Long Ago And Far Away

I remember my mother . . .

Mother’s Day, with is inevitable memories of the past, is here.  Because my sweet Gram was “mother” to me most of my adult years I must return to my beginnings for my own mother.

It saddens me to this day to know I was a heartache to Mama.  She had been raised in a certain close, loved cultural mold and when it became apparent I could not fit into that form, it bewildered me and hurt her.  To our consternation we had little common ground and I was glad my brother and sisters could give her the comfort of conformity I couldn’t.

But before our lives separated too far many things took place which remain with me still.  I remember Mama singing, and how she loved to sing.  I can close my eyes yet and see her at the sink, the ironing board (wash and wear were both in the future) or stove with her hands busy and her voice in song.  She would have scoffed at her ability, but her voice was clear, true and when she hit a note, it held and did not waver.
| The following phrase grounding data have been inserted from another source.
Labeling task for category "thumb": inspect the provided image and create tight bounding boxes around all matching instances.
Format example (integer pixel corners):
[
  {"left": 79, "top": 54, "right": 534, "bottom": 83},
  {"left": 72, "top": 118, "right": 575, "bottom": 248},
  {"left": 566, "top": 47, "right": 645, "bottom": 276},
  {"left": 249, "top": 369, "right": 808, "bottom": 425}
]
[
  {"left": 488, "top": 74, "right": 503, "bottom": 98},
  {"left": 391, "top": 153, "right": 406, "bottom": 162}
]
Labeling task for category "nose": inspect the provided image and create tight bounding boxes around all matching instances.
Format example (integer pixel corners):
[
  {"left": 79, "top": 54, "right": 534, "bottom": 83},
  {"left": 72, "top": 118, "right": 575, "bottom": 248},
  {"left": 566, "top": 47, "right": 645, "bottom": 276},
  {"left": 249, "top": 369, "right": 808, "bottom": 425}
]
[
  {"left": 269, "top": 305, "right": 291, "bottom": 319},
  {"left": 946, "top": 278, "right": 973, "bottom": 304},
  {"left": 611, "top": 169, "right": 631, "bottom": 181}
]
We all, except Dad, that is, sang with her and when it got too loud, he’d retreat to his shop with the parting words, “I can’t stay in here with all this racket.”  Poor Pop was out numbered five to one and never had a chance!
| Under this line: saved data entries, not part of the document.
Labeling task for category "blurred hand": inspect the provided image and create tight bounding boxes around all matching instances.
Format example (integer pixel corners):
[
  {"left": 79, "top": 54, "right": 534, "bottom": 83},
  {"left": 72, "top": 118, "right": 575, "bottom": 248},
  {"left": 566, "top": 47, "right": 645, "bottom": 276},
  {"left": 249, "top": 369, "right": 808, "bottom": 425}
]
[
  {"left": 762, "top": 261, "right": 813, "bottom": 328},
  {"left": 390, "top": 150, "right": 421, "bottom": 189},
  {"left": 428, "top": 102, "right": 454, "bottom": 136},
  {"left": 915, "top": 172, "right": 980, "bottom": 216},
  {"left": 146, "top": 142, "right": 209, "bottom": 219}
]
I remember Mom best though, at her sewing machine.  She sewed constantly for the five of us and when we were gone she turned her talents to arm’s full of clothes for the Relief Society.

I don’t know where she learned her dressmaking skill but she knew tricks I see explained in expensive pattern instructions today and when I occasionally sew and make a tricky seam come out just right I give my thanks to Mom.

She kept out home so clean you could literally eat off the floor and it shames me to know how little housework I do in my own house.  I learned her housekeeping standards, but the will to do it is missing and in desperation, I long ago turned that task over to others.

Mama was a worker.  A worker at a time when “labor saving devices” were fairly new and she refused them.  Her excuse was that they were too expensive, but her real reason, I know, was that she felt no job was done “right” unless she had her hands actually in it.

Oh, I console myself that in some ways I work harder than she ever did, but Mom couldn’t understand a woman not satisfied with home, family and church.  She has no sympathy for women who “gadded around all day” and it was years before I shook off my last vestige of guilt over not being under the shelter of  her approval.

One of my saddest, yet strangely dearest memories of Mama was when we knew her remaining days with us were few and I watched her dust mopping her floors.  It stunned me with anguish to see her going through the old, familiar motions of cleaning yet leaving dust around and behind her.  And her not even knowing she did so.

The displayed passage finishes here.